Twitter Reveals Plans for Ad Retargeting

The site announced plans to move into the ad retargeting space today by using browser-based cookies and email identification with third-party sites.

Twitter wants to eat your cookies and turn them into Promoted Tweets. The site announced plans to move into the ad retargeting space today by using browser-based cookies and email identification with third-party sites.

Users’ browsing behavior and email addresses will be used to match them up with ads from brands or business that are most likely to fall into areas of interest. That’s the idea anyway, and although Twitter slipped the news out on the verge of a national holiday and extended weekend for many, the company is also taking steps to allay concerns from consumer privacy advocates.

Advertisers can now share scrambled email addresses or browser-based cookies with Twitter to retarget and direct Promoted Tweets to users who previously visited their site or joined a newsletter. “This is how most other companies handle this practice, and we don’t give advertisers any additional user information,” Kevin Weil, senior director of product revenue at Twitter, notes in a blog post about the changes.

Facebook introduced its own ad-retargeting platform a little more than a year ago when it launched Facebook Exchange.
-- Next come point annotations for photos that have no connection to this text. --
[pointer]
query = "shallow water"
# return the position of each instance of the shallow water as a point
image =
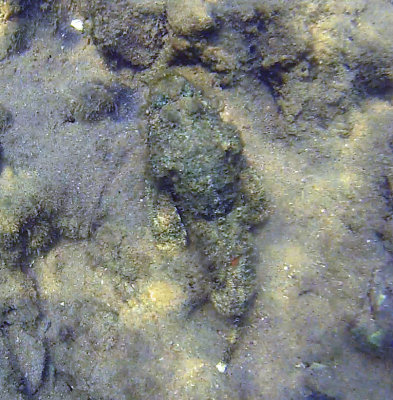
(105, 284)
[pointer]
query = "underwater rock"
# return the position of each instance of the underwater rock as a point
(198, 160)
(189, 17)
(29, 353)
(373, 331)
(129, 30)
(92, 101)
(5, 119)
(13, 38)
(26, 225)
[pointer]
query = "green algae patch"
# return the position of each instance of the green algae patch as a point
(197, 159)
(5, 119)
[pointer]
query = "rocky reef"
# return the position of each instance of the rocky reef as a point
(141, 144)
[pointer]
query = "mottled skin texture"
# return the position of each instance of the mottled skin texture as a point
(198, 160)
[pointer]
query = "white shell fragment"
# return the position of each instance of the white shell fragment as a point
(77, 24)
(222, 367)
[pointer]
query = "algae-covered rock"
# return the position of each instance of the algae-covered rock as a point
(189, 17)
(13, 38)
(193, 154)
(5, 119)
(26, 225)
(130, 30)
(29, 353)
(373, 330)
(198, 160)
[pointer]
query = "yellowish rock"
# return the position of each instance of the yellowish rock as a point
(189, 17)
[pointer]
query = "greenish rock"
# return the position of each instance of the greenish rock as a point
(5, 119)
(92, 101)
(29, 353)
(13, 38)
(27, 226)
(131, 31)
(373, 331)
(198, 160)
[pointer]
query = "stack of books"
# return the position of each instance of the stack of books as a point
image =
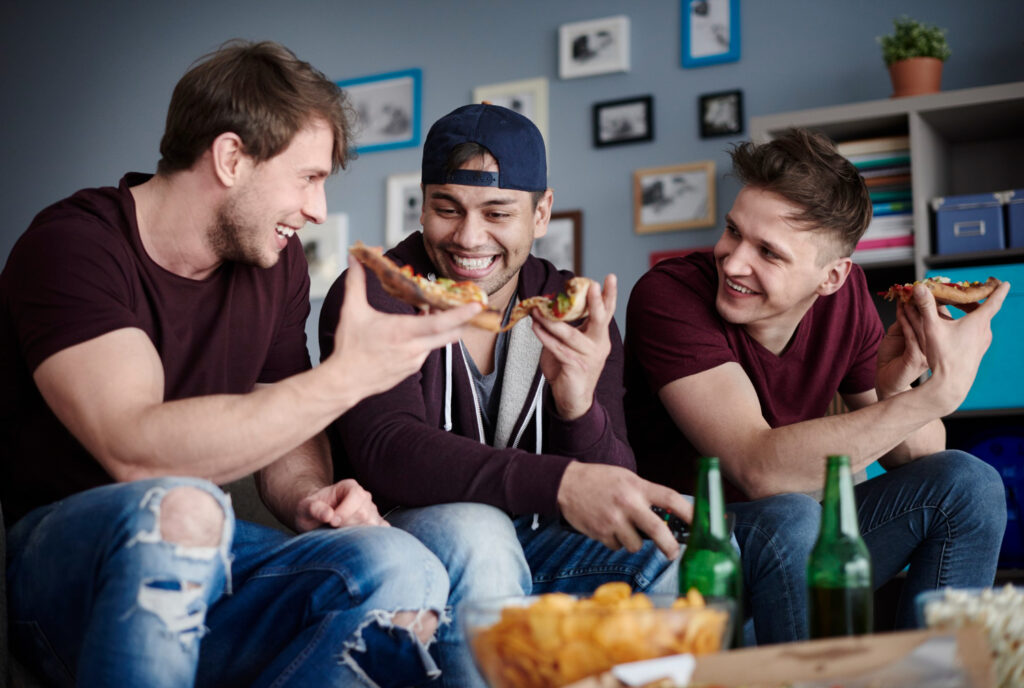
(885, 165)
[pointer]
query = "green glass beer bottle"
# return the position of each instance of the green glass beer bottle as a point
(711, 563)
(840, 598)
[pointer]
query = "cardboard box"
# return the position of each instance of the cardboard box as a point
(966, 223)
(900, 659)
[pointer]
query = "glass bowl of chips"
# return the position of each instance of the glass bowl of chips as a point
(556, 639)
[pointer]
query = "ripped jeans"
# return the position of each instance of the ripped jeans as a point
(98, 598)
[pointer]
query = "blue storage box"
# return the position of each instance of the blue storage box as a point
(969, 223)
(999, 383)
(1015, 218)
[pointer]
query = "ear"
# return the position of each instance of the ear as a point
(543, 214)
(836, 275)
(228, 159)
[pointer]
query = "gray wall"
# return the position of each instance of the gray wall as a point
(86, 85)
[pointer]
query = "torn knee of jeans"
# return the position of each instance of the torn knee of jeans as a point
(180, 605)
(379, 643)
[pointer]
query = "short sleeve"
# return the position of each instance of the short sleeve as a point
(66, 284)
(672, 327)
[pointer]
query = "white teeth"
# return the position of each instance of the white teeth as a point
(738, 288)
(472, 263)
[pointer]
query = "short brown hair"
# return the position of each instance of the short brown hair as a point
(804, 168)
(260, 91)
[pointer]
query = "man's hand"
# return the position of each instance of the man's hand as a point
(953, 348)
(344, 503)
(610, 504)
(572, 358)
(374, 351)
(900, 359)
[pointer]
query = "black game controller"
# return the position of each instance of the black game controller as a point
(680, 528)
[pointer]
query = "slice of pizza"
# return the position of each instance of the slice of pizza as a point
(964, 295)
(442, 294)
(564, 307)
FBX accumulated more than one billion impressions in the first eight months, according to Adobe, and the company has since doubled down on the effort by bringing third-party ads into the news feed.

Like Facebook, Twitter’s retargeting platform is only available to advertisers in the U.S. and it excludes mobile apps because identifying cookies are not available in that channel. Twitter is embracing the tracking of cookies for new ad revenue just as browsers like Firefox are introducing features that allow users to completely opt out of ad retargeting.

Twitter says it will give users a “Do-Not-Track” option under settings and that it will also adhere to the choices of users that have DNT enabled in their browser. Either step will effectively opt users out of Twitter’s retargeting efforts, according to the company. Weil describes the process in simple terms, further distinguishing Twitter from the multi-step process that’s brought so much criticism to Facebook.

“Simply uncheck the box next to ‘promoted content’ in your account settings, and Twitter will not match your account to information shared by our ad partners for tailoring ads,” he notes. “This is the only place you’ll need to disable this feature on Twitter [emphasis in original].”

For what it’s worth, the Electronic Frontier Foundation praised Twitter for its straightforward design and approach to enabling Do Not Track and honoring users’ existing DNT settings on their browsers.

“We think Twitter is setting an important example for the Internet: It is possible to exist in an ecosystem of tailored advertisements and online tracking while also giving users an easy and meaningful opt-out choice,” the digital consumer advocacy organization notes in its review of Twitter’s plans.

Twitter also covered its bases with an updated privacy policy that reads in part: “Third-party ad partners may share information with us, like a browser cookie ID or cryptographic hash of a common account identifier (such as an email address), to help us measure ad quality and tailor ads.”

And finally, the company identified three initial online tracking firms that it’s working with – Adara, Chango, and Media6Degrees – and included links to each of those data brokers’ opt-out pages on an FAQ page for good measure.